Seçmen siyasi içeriktense siyasi performansa ilgi gösteriyor

Araştırmanın ortaya koyduğu üzere, seçmen, adayların vaatleriyle uzun uzadıya ilgilenmiyor. Adayların söylemlerinin siyasi içeriğiyle de ilgilenmiyor. Seçmenin ilgisini olsa olsa siyasetin performatif kısmı çekebiliyor. Yani, adayların “ne” söylediklerindense “nasıl” söyledikleri, kendilerini sahnede yahut sahada nasıl taşıdıkları, nasıl göründükleri, ne kadar dayanıklı durdukları, ne kadar becerikli yahut kıvrak zekalı oldukları ilgi uyandırıyor. Bütün bunlara bakarak ise seçmen aslında bir tek temel sorunun cevabını arıyor: hangisi benim için daha iyi kavga edebilir?

Bunun sebebi şu: Seçmen kendini içten içe o kadar güçsüz ve etkisiz, siyaseti o kadar karmaşık ve öngörülemez, siyasi kurum ve aktörleri ise o kadar güvenilmez görüyor ki, siyaseti çözüp şekillendirmek için uğraşmayı, buna emek ve zaman harcamayı boşa gidecek bir yatırım olarak görüyor. Bu yüzden de mevcut şartlar altında yapabileceği en “akıllıca” işin, en güvendiği ve en güçlü gördüğü lideri seçip onun arkasında durmak ve onun kendisi için karar vermesine, siyasetin “kötüleriyle” onun yerine kavga etmesine izin vermek olduğunu düşünüyor.

Bu arayış kimi koltuğa taşıyacak?

2023 seçimlerinde Erdoğan’ın bu işi Kılıçdaroğlu’ndan daha iyi yapacağını düşünen seçmen, tüm şikayetlerine rağmen tercihini Erdoğan’dan yana kullandı. Kılıçdaroğlu, belki içgüdüsel bir şekilde, belki danışmanlarının geri bildirimiyle bunu son aşamada farkedip, ikinci tura masayı, göğsünü yumruklayan görüntülerle çıktı. Fakat bu tuhaf performans sahici bulunmadı ve satın alınmadı. Tersine, onda olmayanın büsbütün altının çizilmesine yol açtı.

Peki bu arayış 2024 seçimlerinde kimleri koltuğa taşıyacak? Araştırmamızın odaklandığı İstanbul seçimlerinden örnek verelim.

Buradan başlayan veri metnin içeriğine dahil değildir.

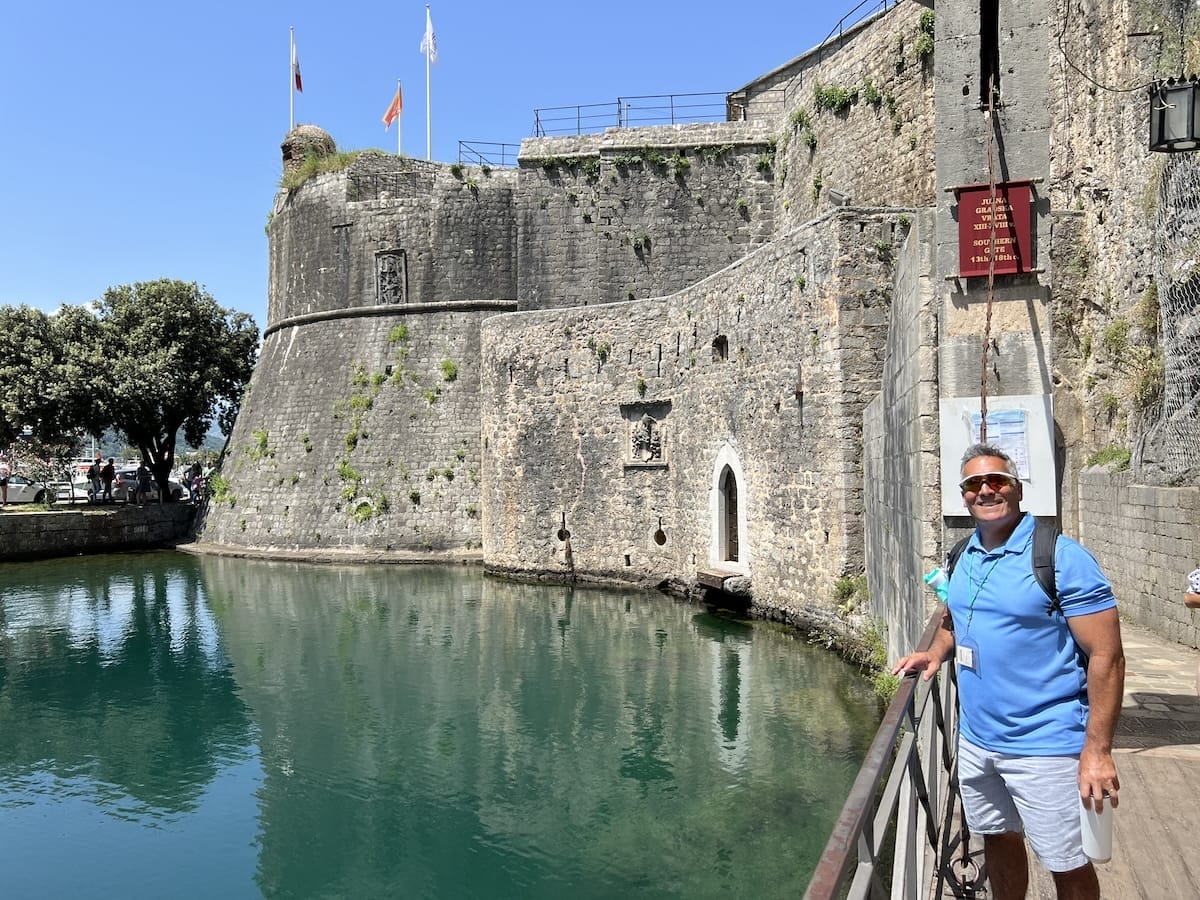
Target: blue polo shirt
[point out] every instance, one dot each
(1027, 691)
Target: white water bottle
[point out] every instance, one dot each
(940, 583)
(1097, 829)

Oyu çoktan belli olan ideologları bir kenara bırakır, gerçekten bir “seçim” yapacak olan seçmenlere baktığımızda diyebiliriz ki, Murat Kurum’a oy verenler, onu, arkasında bulunan Erdoğan’ın gücünden ötürü tercih ediyorlar. Bu seçmenler aslında ne Erdoğan, ne AKP, ne de Kurum konusunda bir büyülenme içindeler. Fakat iktidarın “merkez-yerel işbirliği olmazsa hizmet aksar” söyleminden etkilenmiş durumdalar.

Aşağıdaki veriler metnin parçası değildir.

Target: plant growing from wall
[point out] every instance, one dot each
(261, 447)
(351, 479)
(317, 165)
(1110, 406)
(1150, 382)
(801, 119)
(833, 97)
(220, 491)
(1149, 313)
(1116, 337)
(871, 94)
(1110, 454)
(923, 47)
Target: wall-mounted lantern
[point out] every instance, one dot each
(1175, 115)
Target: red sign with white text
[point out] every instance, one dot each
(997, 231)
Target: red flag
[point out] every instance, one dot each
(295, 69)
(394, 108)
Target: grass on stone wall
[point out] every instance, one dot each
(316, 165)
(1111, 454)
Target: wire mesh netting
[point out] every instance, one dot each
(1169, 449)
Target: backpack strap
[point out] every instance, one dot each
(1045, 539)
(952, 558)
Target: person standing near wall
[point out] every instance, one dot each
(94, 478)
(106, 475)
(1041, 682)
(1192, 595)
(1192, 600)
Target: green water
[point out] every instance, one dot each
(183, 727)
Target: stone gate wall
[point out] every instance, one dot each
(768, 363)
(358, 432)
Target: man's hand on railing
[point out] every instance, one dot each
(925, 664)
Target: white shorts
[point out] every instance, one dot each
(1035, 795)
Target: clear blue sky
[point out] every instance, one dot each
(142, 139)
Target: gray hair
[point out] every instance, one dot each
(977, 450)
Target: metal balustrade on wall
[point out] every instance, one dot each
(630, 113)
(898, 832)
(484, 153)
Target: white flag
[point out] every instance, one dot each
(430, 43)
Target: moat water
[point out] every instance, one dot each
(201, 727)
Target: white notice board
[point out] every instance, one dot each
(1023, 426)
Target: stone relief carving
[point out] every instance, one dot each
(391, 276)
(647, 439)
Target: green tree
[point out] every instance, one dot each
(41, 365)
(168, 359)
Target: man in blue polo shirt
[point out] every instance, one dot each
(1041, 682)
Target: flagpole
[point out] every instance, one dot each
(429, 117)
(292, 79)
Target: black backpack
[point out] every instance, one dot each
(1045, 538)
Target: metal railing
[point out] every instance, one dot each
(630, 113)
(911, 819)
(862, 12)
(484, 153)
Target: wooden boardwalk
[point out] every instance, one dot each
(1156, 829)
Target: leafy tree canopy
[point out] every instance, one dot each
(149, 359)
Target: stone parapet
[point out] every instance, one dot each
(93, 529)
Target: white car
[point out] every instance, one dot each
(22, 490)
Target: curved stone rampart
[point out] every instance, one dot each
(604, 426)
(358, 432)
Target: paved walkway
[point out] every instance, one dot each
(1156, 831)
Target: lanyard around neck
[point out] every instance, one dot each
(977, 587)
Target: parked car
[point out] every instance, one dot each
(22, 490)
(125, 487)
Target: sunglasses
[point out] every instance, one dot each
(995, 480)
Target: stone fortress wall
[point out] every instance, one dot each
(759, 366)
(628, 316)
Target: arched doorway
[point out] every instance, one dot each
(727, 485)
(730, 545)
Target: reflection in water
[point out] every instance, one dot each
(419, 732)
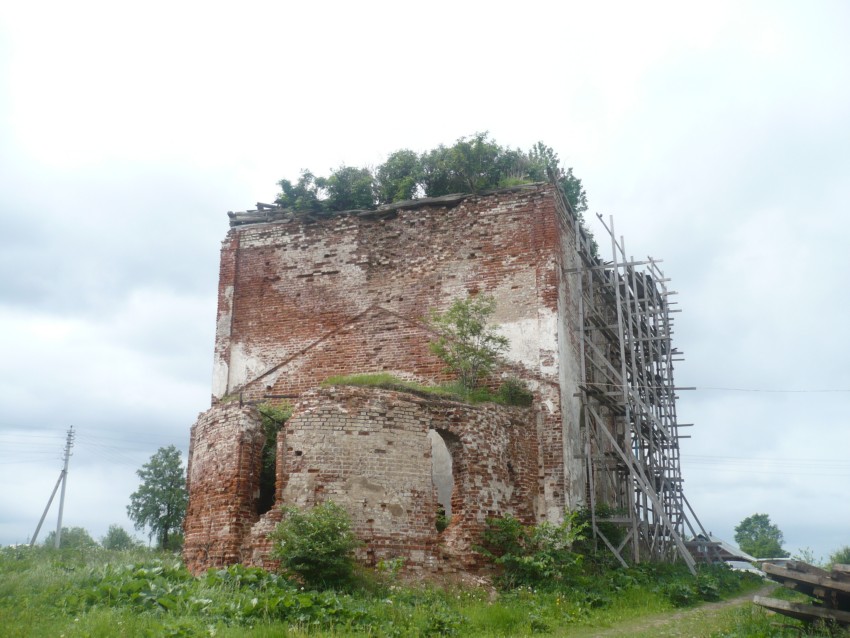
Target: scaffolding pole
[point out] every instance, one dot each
(628, 400)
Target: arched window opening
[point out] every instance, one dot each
(273, 419)
(442, 473)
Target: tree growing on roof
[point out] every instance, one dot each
(160, 502)
(467, 343)
(757, 536)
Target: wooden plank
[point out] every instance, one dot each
(808, 579)
(800, 611)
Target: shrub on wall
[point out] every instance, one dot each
(316, 545)
(537, 555)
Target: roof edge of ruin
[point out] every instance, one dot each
(266, 213)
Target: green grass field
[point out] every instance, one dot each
(93, 593)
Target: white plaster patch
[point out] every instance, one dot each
(244, 365)
(532, 337)
(220, 369)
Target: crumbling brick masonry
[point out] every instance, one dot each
(303, 299)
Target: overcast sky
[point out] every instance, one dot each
(718, 136)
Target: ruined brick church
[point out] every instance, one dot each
(303, 298)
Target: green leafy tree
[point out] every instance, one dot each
(160, 502)
(398, 178)
(117, 538)
(840, 556)
(469, 166)
(757, 536)
(72, 538)
(540, 555)
(316, 544)
(348, 188)
(467, 344)
(303, 196)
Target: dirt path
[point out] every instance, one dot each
(670, 624)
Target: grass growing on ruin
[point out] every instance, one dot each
(98, 593)
(511, 392)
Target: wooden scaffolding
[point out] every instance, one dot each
(628, 406)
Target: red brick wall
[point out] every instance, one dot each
(223, 480)
(367, 450)
(299, 302)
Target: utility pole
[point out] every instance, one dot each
(69, 443)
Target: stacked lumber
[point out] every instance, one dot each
(830, 591)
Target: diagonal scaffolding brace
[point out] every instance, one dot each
(628, 401)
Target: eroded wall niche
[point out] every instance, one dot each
(370, 451)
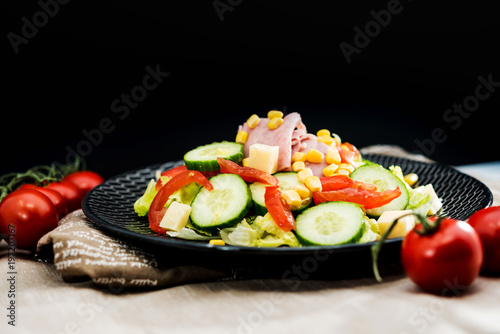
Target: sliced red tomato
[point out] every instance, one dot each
(336, 182)
(369, 199)
(157, 209)
(247, 173)
(169, 173)
(278, 209)
(350, 155)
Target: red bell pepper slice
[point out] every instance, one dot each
(169, 173)
(248, 174)
(369, 199)
(336, 182)
(278, 209)
(157, 209)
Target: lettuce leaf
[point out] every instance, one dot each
(262, 232)
(141, 206)
(185, 195)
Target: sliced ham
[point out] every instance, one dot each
(291, 137)
(291, 132)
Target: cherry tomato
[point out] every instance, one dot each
(29, 214)
(278, 209)
(56, 198)
(70, 192)
(157, 209)
(368, 198)
(84, 180)
(444, 260)
(248, 174)
(486, 222)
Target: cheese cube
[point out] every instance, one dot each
(264, 158)
(176, 217)
(403, 225)
(436, 201)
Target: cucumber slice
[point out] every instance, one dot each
(204, 158)
(330, 223)
(384, 180)
(223, 206)
(287, 181)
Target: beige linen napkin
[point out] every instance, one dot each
(81, 251)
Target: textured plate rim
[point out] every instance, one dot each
(205, 247)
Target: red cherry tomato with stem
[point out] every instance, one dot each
(27, 214)
(486, 222)
(441, 256)
(70, 192)
(56, 198)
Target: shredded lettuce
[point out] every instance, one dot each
(185, 195)
(141, 206)
(190, 234)
(242, 234)
(262, 232)
(419, 202)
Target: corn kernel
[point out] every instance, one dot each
(302, 190)
(274, 114)
(313, 183)
(242, 137)
(292, 198)
(346, 166)
(337, 139)
(333, 156)
(223, 151)
(303, 174)
(323, 132)
(342, 171)
(275, 123)
(330, 169)
(314, 156)
(252, 121)
(297, 166)
(326, 140)
(411, 179)
(299, 156)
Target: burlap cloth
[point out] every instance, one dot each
(81, 251)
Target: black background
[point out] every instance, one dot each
(262, 55)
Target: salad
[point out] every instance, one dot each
(278, 185)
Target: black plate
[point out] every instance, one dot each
(110, 206)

“Seçmen kendisi için kavga edebilecek lider arıyor”

İmamoğlu’nu tercih eden seçmen ise aradığı gücü doğrudan İmamoğlu’nda, onun şahsında, sözlerinde, bedeninde gördüğü için onun safında bulunan seçmen. İmamoğlu, 2019’da Erdoğan’a karşı meydan okuyuşuyla artık sahada Erdoğan’dan başka bir savaşcı daha olduğunu ve bundan böyle arkasına dizilenler için bu yolda ne kavga vermek gerekiyorsa vereceğini vaat etti. Ceketini çıkarıp gömleğinin kollarını sıvadığı görüntü seçmeni tam da bu sembolizm sebebiyle heyecanlandırdı. Bugün yalnız Türkiye’de değil dünyanın pek çok yerinde seçmen kendine “diplomatik” bir figür değil, onun için gömleğinin kollarını sıvayıp kavga edebilecek birini arıyor çünkü.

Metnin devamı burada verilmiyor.